# Windows 8 Bootloader löschen und Windows 7 wiederherstellen



## klaerchen (29. Juli 2012)

*Windows 8 Bootloader löschen und Windows 7 wiederherstellen*

Hallo zusammen!

Ich hatte die Preview-Version von Win 8 auf eine Extrafestplatte neben Win 7 installiert. Jetzt habe ich wohl einen Fehler gemacht und zuerst die Partition (Festplatte) mit Win 8 gelöscht, statt den Bootloader, denn Win 7 läßt sich nicht mehr starten. Also habe ich de DVD eingelegt und bei der Betriebssystemauswahl Win 7 zum Reparieren angeklickt. Es passiert nichts! Es kommt immer wieder die Fehlermeldung beim hochfahren, daß etwas mit dem 
"error: no such device: 464688a8-fb34-49b-81fd-9de79c85b8d6. grub rescue" nicht stimmt.

Kann mir jemand helfen?!

Danke!

Klärchen

Edit: Via bootrec von Windows-DVD habe ich schon die bootrec ausgeführt mit diesem ganzen Zeugs. Jetzt konnte ich Windows wieder starten und mit dem Programm von hier und Windows 8 löschen.

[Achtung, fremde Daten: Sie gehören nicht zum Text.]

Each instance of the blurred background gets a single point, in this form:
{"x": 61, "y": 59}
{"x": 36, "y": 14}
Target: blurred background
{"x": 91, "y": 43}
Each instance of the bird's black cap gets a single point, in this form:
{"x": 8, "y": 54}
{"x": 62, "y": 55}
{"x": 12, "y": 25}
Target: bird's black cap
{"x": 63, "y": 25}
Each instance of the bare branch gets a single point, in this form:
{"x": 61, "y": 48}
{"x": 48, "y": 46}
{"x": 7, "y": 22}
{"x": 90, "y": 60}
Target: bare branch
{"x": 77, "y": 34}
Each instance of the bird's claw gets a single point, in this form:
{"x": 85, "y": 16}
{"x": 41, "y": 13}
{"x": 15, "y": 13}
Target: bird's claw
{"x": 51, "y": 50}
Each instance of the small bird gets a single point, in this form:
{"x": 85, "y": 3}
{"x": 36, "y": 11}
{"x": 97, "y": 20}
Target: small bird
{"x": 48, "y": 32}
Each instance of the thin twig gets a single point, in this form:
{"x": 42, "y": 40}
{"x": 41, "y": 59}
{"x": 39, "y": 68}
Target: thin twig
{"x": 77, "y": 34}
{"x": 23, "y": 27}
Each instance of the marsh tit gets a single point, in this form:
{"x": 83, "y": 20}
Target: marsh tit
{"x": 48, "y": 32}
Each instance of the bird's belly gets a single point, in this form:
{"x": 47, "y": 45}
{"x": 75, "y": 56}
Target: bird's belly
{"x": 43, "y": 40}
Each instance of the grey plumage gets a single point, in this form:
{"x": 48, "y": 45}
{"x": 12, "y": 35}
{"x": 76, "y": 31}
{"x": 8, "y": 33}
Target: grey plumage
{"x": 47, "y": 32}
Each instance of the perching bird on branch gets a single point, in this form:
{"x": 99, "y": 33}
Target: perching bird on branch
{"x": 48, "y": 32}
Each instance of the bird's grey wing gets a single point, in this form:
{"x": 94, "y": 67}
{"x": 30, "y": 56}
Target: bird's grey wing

Aber: Win 7 wird nicht automatisch gestartet, sonder es kommt ein Menü wo Win 7 vorgeschlagen wird zum Hochfahren (30 sec. Zeit).  Ich hatte nochmals die Reparatur durchgeführt (via DVD) und da kam dann die Meldung das "0 Windowsversionen erkannt wurden". Im Auswahlmenü der Reparatur stand Windows aber drin und wurde von mir ausgewählt.


----------



## onliner (30. Juli 2012)

*AW: Windows 8 Bootloader löschen und Windows 7 wiederherstellen*

Falls du nicht schon anderweitig hilfe gefunden hast, hab ich Dir mal diese Anleitung .
Windows 8 und Bootmenü entfernen » blogwache.de

Es hoffe es hilft Dir


----------



## klaerchen (30. Juli 2012)

*AW: Windows 8 Bootloader löschen und Windows 7 wiederherstellen*

Hatte schon gedacht es würde sich niemand hierzu melden...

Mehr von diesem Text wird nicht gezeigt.